2011年3月11日の東日本大震災では、発災直後から過去のデータが政府機関に提供され、地震対応に役立てられました。また、観測も直ちに行われ、快晴となった3月14日には津波による被害の全貌を初めて把握することに成功。福島第一原子力発電所から半径30km以内においては、防災ヘリなどが飛行できない状況の中、宇宙から広範囲を観測することで、大規模災害の全貌を明らかにすることができました。国際協力による海外衛星からの緊急観測も行われ、公園に書かれたSOSのメッセージも発見されました。

●【平成29年7月 九州北部豪雨】

2017年7月5日から6日にかけて福岡県と大分県を中心とした九州北部で発生した豪雨の際、国土交通省からの要請で観測。福岡県朝倉市・東峰村、大分県日田市などでの被害が拡大し、悪天候により防災ヘリからの調査が困難な中、衛星データにより地すべり推定箇所をいちはやく特定しました。

東京海上日動の「宇宙×防災」の取り組み

東京海上日動は約50年にわたって、宇宙にまつわる保険を提供し、いま「宇宙プロジェクト」を展開しています。

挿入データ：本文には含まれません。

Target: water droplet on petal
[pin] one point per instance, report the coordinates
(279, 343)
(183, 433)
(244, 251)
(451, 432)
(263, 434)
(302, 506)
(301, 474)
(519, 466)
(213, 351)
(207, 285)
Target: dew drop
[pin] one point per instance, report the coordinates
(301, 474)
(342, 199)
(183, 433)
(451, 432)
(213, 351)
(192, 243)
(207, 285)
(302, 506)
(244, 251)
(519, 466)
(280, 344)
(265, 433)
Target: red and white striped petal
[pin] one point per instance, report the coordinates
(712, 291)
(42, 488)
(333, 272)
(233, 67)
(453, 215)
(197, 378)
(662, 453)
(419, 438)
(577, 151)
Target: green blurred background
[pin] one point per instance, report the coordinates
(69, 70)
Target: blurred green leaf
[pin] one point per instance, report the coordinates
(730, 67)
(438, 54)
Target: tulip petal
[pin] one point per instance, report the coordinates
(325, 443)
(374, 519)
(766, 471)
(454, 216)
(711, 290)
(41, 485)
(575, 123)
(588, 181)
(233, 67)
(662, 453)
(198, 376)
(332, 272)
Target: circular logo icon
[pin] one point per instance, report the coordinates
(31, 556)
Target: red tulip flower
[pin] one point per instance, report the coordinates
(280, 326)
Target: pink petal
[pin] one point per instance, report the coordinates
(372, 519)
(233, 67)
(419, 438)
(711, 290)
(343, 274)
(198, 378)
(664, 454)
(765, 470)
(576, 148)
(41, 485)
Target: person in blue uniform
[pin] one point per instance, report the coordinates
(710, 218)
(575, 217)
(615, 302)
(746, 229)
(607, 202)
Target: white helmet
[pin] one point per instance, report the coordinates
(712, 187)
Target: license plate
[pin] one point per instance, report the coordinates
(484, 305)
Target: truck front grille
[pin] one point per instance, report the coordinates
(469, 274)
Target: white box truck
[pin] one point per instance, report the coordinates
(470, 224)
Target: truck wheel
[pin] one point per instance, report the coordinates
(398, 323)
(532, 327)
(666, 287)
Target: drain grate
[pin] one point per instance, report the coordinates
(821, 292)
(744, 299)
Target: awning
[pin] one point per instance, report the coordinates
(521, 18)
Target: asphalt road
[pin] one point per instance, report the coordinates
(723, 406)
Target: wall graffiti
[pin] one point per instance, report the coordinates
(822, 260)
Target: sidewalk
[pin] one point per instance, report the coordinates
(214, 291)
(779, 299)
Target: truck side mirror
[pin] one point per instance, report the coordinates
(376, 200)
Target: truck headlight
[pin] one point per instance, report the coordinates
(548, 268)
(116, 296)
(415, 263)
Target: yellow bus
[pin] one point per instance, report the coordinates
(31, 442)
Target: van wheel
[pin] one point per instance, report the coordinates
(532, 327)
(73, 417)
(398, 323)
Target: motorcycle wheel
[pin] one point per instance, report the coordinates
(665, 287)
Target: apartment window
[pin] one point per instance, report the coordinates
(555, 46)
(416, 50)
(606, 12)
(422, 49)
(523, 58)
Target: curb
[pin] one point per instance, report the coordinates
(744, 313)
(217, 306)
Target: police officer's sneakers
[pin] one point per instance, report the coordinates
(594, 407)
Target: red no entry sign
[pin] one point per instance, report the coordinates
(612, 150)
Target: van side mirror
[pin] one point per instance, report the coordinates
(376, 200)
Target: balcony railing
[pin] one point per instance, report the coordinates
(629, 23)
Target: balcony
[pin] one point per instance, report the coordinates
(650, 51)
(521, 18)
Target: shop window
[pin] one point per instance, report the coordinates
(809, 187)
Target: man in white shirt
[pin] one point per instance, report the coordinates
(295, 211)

現在、衛星データはさまざまな防災活動に利用されていますが、東京海上日動でも、衛星データや上空からのデータとして、高解像度の航空写真を活用した防災サービスなどの提供を進めています。

①大規模水災時の迅速な調査と保険対応

画像: ①大規模水災時の迅速な調査と保険対応

フィンランドの企業「ICEYE(アイサイ)」と協業し、衛星データを活用した大規模水害における素早い被害状況の把握と、保険金支払の対応を行っています。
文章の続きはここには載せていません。